Sin embargo, pese a que entendía aquel comentario, no dejo de pensar en lo bien que me hace instalarme allí, no dejo de apoyar la idea de que es un lugar maravilloso. Tengo suerte, lo reconozco, mucha, y cuando llego allí tengo unas condiciones que no cambiaría por nada del mundo. Incluso este año.
Reconozco que he creado una serie de razones por las que me da la vida estar allí. Quizás aquel usuario me transmitía su rutina, su aburrimiento, su no salir de la zona de confort. Vi reflejado en sus palabras mi vida antes de vivir en Madrid, cuando vivía en un pueblo que no valoraba, cuando los planes siempre estaban fuera de allí, cuando si no buscas motivaciones todo puede parecer lento, calmado o directamente aburrido. Por eso digo que no me molestó.

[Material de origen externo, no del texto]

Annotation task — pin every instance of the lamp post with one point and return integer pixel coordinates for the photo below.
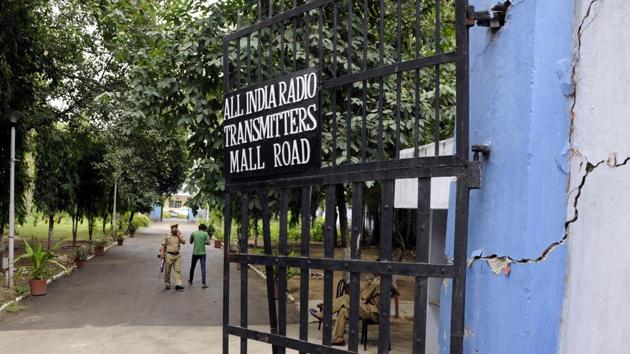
(13, 118)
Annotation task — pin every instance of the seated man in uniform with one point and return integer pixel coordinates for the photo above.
(369, 309)
(170, 252)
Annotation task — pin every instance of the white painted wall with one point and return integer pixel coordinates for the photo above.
(596, 311)
(406, 189)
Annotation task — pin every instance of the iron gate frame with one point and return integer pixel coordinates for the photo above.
(466, 171)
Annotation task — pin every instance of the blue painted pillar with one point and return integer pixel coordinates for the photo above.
(520, 87)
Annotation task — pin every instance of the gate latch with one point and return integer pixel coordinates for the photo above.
(493, 18)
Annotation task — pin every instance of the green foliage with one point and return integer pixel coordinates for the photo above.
(16, 307)
(21, 290)
(40, 260)
(81, 253)
(55, 171)
(138, 222)
(317, 229)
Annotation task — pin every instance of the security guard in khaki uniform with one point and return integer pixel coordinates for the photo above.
(369, 309)
(170, 252)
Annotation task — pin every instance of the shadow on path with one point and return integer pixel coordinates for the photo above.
(125, 287)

La clave de ir allí es que he creado una serie de razones y argumentos que me hacen estar muy cómodo, que me permiten desconectar mucho más, que me hace sentirme privilegiado. Su clima, las vistas desde la terraza, los restaurantes ya de confianza, los paseos por aquel mágico sendero a orillas del río, las sensaciones escapándome a aquella aldea en las alturas en la que pienso mucho, las tardes de pintura y tutoriales, aquellos tres rincones de lectura, el cielo estrellado, las leyendas sobre el lugar, el cosquilleo durante el viaje en tren... Podría vender muchas más razones, pero son ya suficientes como para seguir valorando aquello como un tesoro que, ojalá, nunca se vaya de mi vida. Si algún día me escapo, seguramente esté allí.
Aquel rincón me enamoró y no me va a soltar. Ojalá pronto vuelva a dejarme caer por allí.
PD: Nunca digo el nombre del safe place gallego. Podría decirlo, pero, primero, no cambiaría nada y, segundo, es mucho más interesante dejar en el aire el destino.